Since 1973, there have only been nine calendar years marked by negative performance, and these drawdowns have generally been brief, most lasting fewer than nine months. Outside of the 2008 global financial crisis, only the 2001 drawdown lasted longer. Today, an inflection point may already be under way; although past performance does not guarantee future results, 2016 year-to-date performance for enduring assets seems to be following historical patterns by starting off strong, particularly relative to broader equities.

Following these short, relatively infrequent drawdowns, rebounds following enduring asset corrections have often been strong. Not counting 2015's drawdown, since 1973, the average one-year return following a negative year has been 19.1% for the enduring assets universe, and the average annualized five-year return following a negative year has been 15.8%.2

For all of these reasons, we believe that a weak 2015 has presented investors with a clear buying opportunity in 2016. We're not advocating attempts to tactically time entry or exit points, but given the pattern of strong rebounds following corrections and sustained long-term performance for enduring assets, we believe now may be a sensible time to consider initiating or increasing an allocation.

Getting ahead of inflation before it's too late

Today's lack of inflation is another reason to consider adding to this market segment. The enduring assets opportunity set has been a natural hedge for inflationary pressures, as many of the underlying assets have direct or indirect links to inflation through regulated contracts. From 1973 through 2015, these assets have delivered competitive average annual returns in periods of stable inflation (12%) and rising inflation (7%).

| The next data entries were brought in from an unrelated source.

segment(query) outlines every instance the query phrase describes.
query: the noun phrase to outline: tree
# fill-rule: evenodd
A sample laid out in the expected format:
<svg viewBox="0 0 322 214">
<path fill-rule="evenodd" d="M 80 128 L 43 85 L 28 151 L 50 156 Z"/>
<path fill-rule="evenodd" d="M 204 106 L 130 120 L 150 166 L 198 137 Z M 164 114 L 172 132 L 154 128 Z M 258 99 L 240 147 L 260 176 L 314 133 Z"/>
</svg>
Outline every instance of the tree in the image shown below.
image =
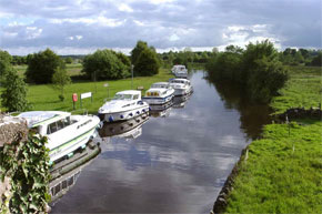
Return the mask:
<svg viewBox="0 0 322 214">
<path fill-rule="evenodd" d="M 71 59 L 71 57 L 66 58 L 66 59 L 64 59 L 64 62 L 66 62 L 67 64 L 71 64 L 71 63 L 72 63 L 72 59 Z"/>
<path fill-rule="evenodd" d="M 63 65 L 59 67 L 52 75 L 53 88 L 60 91 L 60 101 L 64 100 L 63 90 L 66 85 L 71 83 L 70 77 L 67 74 L 66 68 Z"/>
<path fill-rule="evenodd" d="M 147 49 L 149 49 L 147 42 L 141 41 L 141 40 L 139 40 L 137 42 L 135 48 L 131 51 L 131 62 L 132 62 L 132 64 L 135 64 L 135 62 L 137 62 L 138 58 L 140 57 L 141 52 L 143 50 L 147 50 Z"/>
<path fill-rule="evenodd" d="M 154 75 L 159 72 L 159 60 L 157 53 L 151 49 L 141 52 L 134 64 L 135 75 Z"/>
<path fill-rule="evenodd" d="M 12 57 L 7 51 L 0 50 L 0 83 L 3 82 L 7 73 L 12 69 Z"/>
<path fill-rule="evenodd" d="M 26 111 L 29 109 L 27 102 L 27 88 L 23 80 L 14 70 L 9 70 L 3 83 L 4 91 L 1 94 L 2 106 L 9 112 Z"/>
<path fill-rule="evenodd" d="M 319 53 L 315 58 L 313 58 L 311 65 L 313 67 L 322 67 L 322 52 Z"/>
<path fill-rule="evenodd" d="M 83 70 L 89 78 L 92 80 L 98 79 L 110 79 L 117 80 L 121 78 L 127 78 L 130 75 L 129 62 L 125 58 L 112 50 L 97 50 L 93 54 L 88 54 L 83 60 Z"/>
<path fill-rule="evenodd" d="M 26 78 L 37 84 L 50 83 L 52 74 L 61 64 L 61 59 L 50 49 L 29 57 Z"/>
</svg>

In our view, deflation shouldn't last; the market is more likely to be surprised by the success of central banks in reflating asset prices.

While current consensus expectations imply a muted outlook for inflation in the near term, recent experience has almost always biased forecasters' inflation expectations. As a result, inflation often occurs when it's least expected, causing it to be particularly damaging for unprepared portfolios.

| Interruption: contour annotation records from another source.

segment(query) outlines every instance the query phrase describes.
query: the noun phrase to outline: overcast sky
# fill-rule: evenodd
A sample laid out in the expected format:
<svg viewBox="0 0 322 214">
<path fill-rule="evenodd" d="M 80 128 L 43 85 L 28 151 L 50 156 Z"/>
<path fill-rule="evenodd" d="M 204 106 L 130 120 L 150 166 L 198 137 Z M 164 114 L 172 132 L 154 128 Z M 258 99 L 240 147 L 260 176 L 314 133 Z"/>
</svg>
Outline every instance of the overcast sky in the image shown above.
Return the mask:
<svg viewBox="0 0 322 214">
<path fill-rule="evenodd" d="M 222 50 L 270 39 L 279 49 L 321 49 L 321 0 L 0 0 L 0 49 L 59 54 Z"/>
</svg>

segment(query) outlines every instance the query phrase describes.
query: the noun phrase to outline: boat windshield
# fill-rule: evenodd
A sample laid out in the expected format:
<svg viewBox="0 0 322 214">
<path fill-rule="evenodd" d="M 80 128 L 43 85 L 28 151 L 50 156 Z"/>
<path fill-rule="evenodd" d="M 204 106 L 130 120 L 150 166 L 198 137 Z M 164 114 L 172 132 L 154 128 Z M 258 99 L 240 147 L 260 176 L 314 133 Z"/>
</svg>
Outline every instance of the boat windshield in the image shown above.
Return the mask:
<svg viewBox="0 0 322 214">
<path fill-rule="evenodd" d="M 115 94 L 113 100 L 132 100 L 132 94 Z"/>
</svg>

An ongoing complement for your diversified investment portfolio

We believe enduring assets' attractive long-term return/risk profile warrants their consideration as an ongoing complement to a diversified investment portfolio. We also believe their weak performance in 2015 presents an entry point for investors looking to initiate or add to their allocation. If history's a guide, the recent drawdown is unlikely to last much longer or go much deeper, and a subsequent rebound in returns may be strong. When inflation finally does pick up, enduring assets will be poised to provide a portfolio holding them with a substantive hedge. Enduring assets may offer investors a consistent, if less than flashy, source of risk-adjusted returns. And as we imagine the 59-year-old Ms. Johnson might have told herself before taking up running, there's no time like the present.

1 The enduring assets universe comprises 55% utilities, 15% energy, 10% communications, 10% real estate, and 10% industrials, drawn from Datastream World Index sector data from 2/1/73 to 12/31/94 and MSCI ACWI Index sector data from 1/1/95 to 12/31/95. Global equities are represented by the MSCI World Index from 2/1/74 to 12/31/94 and the MSCI All-Country World Index from 1/1/95 to 12/31/15. Volatility is represented by standard deviation. Return/risk ratio is represented by the annualized return divided by annualized standard deviation. The Datastream World Sector Index tracks a range of equities across sectors, countries, and regions worldwide, covering at least 75% to 80% of total market capitalization, and is allocated to the industrials sector using the Industry Classification Benchmark. The MSCI World Index tracks the performance of publicly traded large- and mid-cap stocks of developed-market companies. The MSCI All Country (AC) World Index tracks the performance of publicly traded large- and mid-cap stocks of companies in 23 developed markets and 23 emerging markets. It is not possible to invest directly in an index. Past performance does not guarantee future results. 2 Datastream, MSCI, FactSet, Wellington Management, 2016.